System Design and Implementation

The AV-ALOHA system builds upon the existing ALOHA 2 setup, retaining the two leader and follower arms, as well as the original four Intel RealSense D405 cameras. A key innovation is the introduction of the AV arm, equipped with a ZED mini stereo camera. The AV arm is enhanced with an additional degree of freedom, increasing its dexterity and range of motion (Figure 1).

Figure 1: Illustration of AV-ALOHA, a bimanual robot system with 7-DoF AV.

The system offers two teleoperation options: one using VR controllers and the other utilizing the original ALOHA leader arms. Both options leverage a Unity application that interfaces with the robot system via WebRTC, streaming stereo video from the AV arm to the VR headset. Differential Inverse Kinematics (IK) with Damped Least Squares is employed to map the operator's head and hand movements to the robot's joint angles. A simulation environment, mirroring the real robot system, is also developed using MuJoCo, enabling data collection and policy evaluation in a controlled setting.

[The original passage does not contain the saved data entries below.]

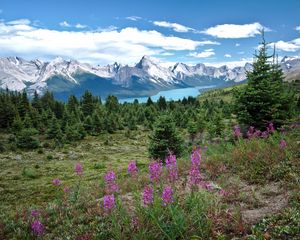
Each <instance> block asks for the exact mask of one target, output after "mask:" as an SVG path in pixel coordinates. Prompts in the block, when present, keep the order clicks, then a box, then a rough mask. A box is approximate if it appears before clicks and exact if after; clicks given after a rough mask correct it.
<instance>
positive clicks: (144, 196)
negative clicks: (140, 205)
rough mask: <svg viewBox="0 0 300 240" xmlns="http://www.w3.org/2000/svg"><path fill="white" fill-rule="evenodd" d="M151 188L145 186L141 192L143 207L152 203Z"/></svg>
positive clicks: (146, 186) (152, 201)
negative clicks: (141, 194) (143, 190)
mask: <svg viewBox="0 0 300 240" xmlns="http://www.w3.org/2000/svg"><path fill="white" fill-rule="evenodd" d="M153 192H154V191H153V188H152V187H151V186H146V187H145V188H144V191H143V203H144V205H146V206H147V205H150V204H152V203H153Z"/></svg>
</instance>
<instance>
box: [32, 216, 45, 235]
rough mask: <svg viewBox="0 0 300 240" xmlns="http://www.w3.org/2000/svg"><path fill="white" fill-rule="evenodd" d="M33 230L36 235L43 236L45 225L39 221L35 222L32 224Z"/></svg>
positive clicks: (32, 228) (36, 221) (34, 220)
mask: <svg viewBox="0 0 300 240" xmlns="http://www.w3.org/2000/svg"><path fill="white" fill-rule="evenodd" d="M31 230H32V232H33V234H34V235H36V236H42V235H43V234H44V225H43V224H42V223H41V222H40V221H39V220H34V221H33V222H32V223H31Z"/></svg>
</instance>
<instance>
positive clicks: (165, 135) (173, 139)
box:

The data collection and imitation learning pipeline is shown in (Figure 2).

Figure 2: The AV-ALOHA system enables intuitive data collection using a VR headset for AV and either VR controllers or leader arms for manipulation.

Experimental Evaluation

The authors evaluate the effectiveness of AV-ALOHA using the Action Chunking with Transformers (ACT) imitation learning framework. They conduct experiments on five simulation tasks and one real-world task, each designed to assess the impact of AV on bimanual manipulation. The tasks are divided into two groups: those that can be completed without AV and those that potentially benefit from improved camera perspectives. The six tasks are depicted in (Figure 3).

Figure 3: The simulation and real-world tasks vary in their complexity, with some explicitly designed to encourage the robot to seek optimal perspectives for execution.

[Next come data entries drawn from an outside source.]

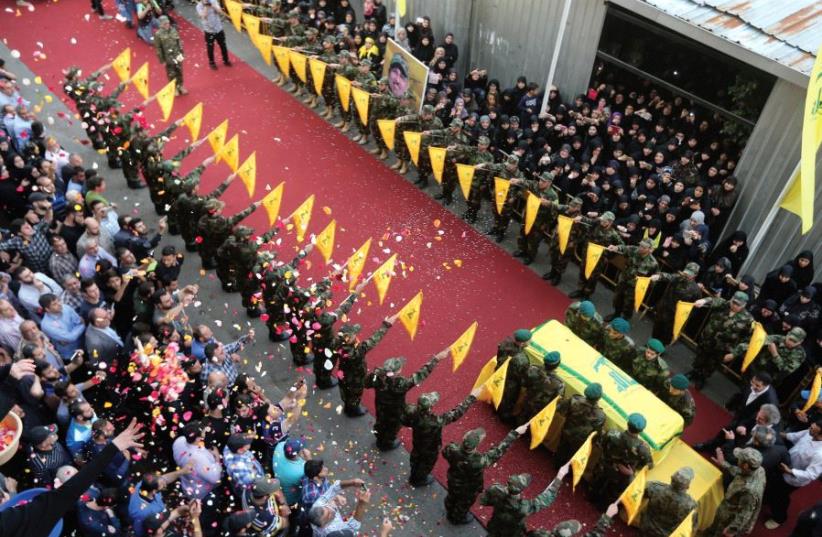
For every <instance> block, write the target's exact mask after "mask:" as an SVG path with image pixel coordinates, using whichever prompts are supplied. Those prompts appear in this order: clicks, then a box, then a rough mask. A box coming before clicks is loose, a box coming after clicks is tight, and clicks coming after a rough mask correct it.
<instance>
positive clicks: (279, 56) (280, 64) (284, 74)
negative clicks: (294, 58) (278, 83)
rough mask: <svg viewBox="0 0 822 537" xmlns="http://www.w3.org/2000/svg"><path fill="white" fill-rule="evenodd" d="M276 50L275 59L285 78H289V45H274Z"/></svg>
mask: <svg viewBox="0 0 822 537" xmlns="http://www.w3.org/2000/svg"><path fill="white" fill-rule="evenodd" d="M271 50H272V51H273V52H274V59H275V60H277V67H278V68H279V69H280V74H281V75H282V76H283V77H284V78H288V74H289V72H290V71H291V63H290V54H289V51H288V48H287V47H281V46H279V45H274V46H272V47H271Z"/></svg>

The results, summarized in Table 1 of the paper, demonstrate that AV can significantly improve performance in tasks with limited visibility or when precise camera perspective is crucial.

Results and Discussion

The experiments reveal several key findings. For tasks where AV is not essential, non-AV setups can achieve comparable or even better performance. This suggests that the inclusion of additional camera feeds and the increased complexity of the action space can sometimes hinder learning. However, for tasks that benefit from improved camera perspectives, AV-enhanced setups consistently outperform non-AV configurations. In the real-world occluded insertion task, the AV + wrist camera combination achieves the highest success rate, indicating that AV enhances precision in tasks requiring visual feedback of small and intricate details.

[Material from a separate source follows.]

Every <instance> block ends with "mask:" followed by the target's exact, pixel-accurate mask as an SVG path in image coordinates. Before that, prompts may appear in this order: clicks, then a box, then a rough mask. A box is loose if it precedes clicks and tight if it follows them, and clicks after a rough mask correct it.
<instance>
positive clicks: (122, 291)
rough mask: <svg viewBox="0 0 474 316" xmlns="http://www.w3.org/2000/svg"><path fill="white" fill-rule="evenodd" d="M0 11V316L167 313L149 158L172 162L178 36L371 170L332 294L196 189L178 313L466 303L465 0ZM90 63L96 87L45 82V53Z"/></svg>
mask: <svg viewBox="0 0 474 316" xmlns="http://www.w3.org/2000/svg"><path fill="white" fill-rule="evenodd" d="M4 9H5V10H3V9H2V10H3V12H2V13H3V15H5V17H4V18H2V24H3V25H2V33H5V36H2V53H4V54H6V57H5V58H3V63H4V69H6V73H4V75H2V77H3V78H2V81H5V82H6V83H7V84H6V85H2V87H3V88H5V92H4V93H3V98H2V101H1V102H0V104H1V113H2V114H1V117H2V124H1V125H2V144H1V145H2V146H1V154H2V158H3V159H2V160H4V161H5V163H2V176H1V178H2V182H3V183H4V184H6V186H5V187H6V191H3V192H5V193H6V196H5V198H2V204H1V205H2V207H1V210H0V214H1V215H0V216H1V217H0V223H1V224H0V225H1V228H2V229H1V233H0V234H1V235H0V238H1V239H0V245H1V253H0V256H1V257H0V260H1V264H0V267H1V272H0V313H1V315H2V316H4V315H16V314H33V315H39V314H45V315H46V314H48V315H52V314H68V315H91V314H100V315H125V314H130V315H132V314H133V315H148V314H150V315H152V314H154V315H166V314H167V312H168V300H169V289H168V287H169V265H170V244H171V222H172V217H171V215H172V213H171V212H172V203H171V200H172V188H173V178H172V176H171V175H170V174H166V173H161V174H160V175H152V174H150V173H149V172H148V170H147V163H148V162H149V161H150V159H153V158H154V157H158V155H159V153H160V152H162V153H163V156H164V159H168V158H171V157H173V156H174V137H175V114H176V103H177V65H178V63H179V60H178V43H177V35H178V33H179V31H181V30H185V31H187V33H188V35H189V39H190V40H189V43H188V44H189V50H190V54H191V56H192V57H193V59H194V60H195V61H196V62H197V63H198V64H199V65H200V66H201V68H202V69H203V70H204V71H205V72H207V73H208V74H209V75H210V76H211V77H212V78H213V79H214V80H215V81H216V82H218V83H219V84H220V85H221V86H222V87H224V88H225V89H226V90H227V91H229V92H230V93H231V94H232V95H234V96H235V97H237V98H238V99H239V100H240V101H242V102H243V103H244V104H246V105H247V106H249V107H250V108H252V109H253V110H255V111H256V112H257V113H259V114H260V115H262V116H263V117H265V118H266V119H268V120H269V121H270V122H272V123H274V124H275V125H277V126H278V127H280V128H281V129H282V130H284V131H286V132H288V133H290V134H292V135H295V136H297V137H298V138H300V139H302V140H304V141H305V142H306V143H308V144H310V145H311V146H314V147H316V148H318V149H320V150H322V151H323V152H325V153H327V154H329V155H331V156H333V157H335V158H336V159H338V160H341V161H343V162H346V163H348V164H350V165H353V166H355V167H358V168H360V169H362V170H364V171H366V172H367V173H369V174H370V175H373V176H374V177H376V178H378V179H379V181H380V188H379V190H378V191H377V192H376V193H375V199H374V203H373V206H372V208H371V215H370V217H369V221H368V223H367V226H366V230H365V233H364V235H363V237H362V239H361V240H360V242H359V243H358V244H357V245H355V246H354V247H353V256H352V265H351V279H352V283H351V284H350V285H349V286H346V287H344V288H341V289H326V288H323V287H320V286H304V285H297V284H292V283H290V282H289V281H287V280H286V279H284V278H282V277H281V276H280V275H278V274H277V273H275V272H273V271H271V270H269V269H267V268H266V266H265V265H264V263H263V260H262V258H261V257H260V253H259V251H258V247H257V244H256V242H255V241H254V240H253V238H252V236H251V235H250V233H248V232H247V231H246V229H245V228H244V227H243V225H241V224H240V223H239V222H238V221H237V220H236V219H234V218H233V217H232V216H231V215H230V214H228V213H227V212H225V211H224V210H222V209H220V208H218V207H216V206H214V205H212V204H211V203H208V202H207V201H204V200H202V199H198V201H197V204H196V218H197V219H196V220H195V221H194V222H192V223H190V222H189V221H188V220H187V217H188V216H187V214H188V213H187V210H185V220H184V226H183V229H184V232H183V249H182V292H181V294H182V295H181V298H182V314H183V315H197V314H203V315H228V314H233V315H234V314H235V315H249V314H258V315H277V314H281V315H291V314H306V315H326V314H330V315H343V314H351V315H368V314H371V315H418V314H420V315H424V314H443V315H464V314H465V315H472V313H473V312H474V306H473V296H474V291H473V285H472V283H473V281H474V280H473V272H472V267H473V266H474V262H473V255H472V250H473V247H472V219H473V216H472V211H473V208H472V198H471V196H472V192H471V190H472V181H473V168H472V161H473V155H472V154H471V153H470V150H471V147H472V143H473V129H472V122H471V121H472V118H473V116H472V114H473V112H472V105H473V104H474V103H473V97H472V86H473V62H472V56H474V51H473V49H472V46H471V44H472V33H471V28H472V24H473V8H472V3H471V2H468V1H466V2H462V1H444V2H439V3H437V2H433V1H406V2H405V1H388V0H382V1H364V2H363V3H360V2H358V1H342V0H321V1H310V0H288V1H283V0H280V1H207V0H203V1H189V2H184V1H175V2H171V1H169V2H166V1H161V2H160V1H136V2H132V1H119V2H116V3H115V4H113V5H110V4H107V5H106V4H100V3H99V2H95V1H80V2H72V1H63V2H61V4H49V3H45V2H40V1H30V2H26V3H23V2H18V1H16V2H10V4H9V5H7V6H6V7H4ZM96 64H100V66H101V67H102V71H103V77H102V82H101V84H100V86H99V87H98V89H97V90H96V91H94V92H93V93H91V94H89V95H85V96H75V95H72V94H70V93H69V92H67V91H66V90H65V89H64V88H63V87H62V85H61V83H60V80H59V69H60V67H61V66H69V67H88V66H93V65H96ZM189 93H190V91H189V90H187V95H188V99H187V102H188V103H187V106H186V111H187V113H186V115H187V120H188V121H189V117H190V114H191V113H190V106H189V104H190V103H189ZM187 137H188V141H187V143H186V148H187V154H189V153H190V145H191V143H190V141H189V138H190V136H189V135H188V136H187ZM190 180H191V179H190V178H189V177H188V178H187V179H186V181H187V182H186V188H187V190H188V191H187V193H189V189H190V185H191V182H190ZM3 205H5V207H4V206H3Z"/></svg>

Interestingly, the authors find that using all available cameras simultaneously does not lead to optimal performance. They hypothesize that adding more cameras can be detrimental if the additional views do not provide significant new information or if the control architecture is not capable of effectively managing the increased complexity. The results also indicate that a single, consistent optimal camera perspective during training data generation can improve learning by shrinking the solution space.

Conclusion

This paper presents a compelling case for the integration of AV into bimanual robotic manipulation systems. The AV-ALOHA system offers an intuitive and effective platform for collecting human demonstrations and training imitation learning policies. The experimental results demonstrate that AV can significantly improve performance in tasks where camera perspective is critical. However, the authors also acknowledge the challenges associated with AV, including the need for more sophisticated control architectures and the potential for increased data and training requirements. The open-source nature of the AV-ALOHA hardware and software is poised to spur further research and development in this area.